KÜÇÜKDENİZ T., Sonmez O. E.

4th International Conference on Intelligent and Fuzzy Systems (INFUS), Bornova, Turkey, 19 - 21 July 2022, vol.504, pp.184-191 identifier identifier

  • Publication Type: Conference Paper / Full Text
  • Volume: 504
  • Doi Number: 10.1007/978-3-031-09173-5_24
  • City: Bornova
  • Country: Turkey
  • Page Numbers: pp.184-191
  • Keywords: Warehouse layout planning, Order picking, Fuzzy C-Means clustering
  • Istanbul University Affiliated: No

Abstract

Warehouses are regarded as critical junction points of supply chains by determining their cost and service level to designate the potential degree of the business success.

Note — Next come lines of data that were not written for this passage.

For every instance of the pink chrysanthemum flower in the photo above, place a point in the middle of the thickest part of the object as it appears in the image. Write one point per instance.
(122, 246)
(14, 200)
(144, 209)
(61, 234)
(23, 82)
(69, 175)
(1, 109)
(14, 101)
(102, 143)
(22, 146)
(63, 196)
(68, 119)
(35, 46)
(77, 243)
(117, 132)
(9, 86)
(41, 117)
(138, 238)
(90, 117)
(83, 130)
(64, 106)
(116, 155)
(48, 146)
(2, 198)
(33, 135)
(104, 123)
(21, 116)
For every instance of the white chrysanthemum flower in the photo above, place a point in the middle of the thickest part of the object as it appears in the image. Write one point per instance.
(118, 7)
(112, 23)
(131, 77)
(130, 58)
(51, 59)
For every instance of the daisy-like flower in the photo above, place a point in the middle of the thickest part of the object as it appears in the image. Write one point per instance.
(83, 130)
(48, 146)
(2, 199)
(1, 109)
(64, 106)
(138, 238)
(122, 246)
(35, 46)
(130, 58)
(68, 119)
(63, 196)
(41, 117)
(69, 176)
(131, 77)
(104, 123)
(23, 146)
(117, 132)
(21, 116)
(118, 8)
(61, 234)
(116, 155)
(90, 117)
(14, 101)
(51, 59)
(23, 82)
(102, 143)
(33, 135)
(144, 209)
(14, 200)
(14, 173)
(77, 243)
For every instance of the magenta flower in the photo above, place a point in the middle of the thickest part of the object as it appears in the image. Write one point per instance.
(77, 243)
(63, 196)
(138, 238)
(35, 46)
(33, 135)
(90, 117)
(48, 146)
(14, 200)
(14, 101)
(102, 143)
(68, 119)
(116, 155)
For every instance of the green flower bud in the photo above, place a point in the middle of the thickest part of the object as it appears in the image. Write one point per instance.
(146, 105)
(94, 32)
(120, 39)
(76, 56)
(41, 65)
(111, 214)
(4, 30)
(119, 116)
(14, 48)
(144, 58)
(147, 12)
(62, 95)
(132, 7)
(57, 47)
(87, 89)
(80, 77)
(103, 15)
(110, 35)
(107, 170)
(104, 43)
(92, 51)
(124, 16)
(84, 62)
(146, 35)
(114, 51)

Warehouse layout planning is related to a wide-ranging problem area regarding complex warehouse operations. Including the determination of items' positioning in warehouses, order picking planning performance may affect the overall warehouse achievements. This study contributes to develop Fuzzy C-Means (FCM) based integrated order picking strategy for items' warehouse layout planning. The aim and originality of the paper is to apply fuzzy clustering as a first phase to categorize the stock keeping units (SKUs) to design the warehouse layout by integrating the order frequency of SKUs and their weights. For this purpose, a specifically defined factor (Q factor) is calculated for each SKU. It represents both the order frequency of SKUs and the spread of the orders throughout the year. Q factor and the weights of SKUs are togetherly used for the analysis in order to generate distinct clusters of SKUs. Experimental results show that FCM clustering methodology outperforms K-Means clustering and also the case that solely considers the weight factors of SKUs.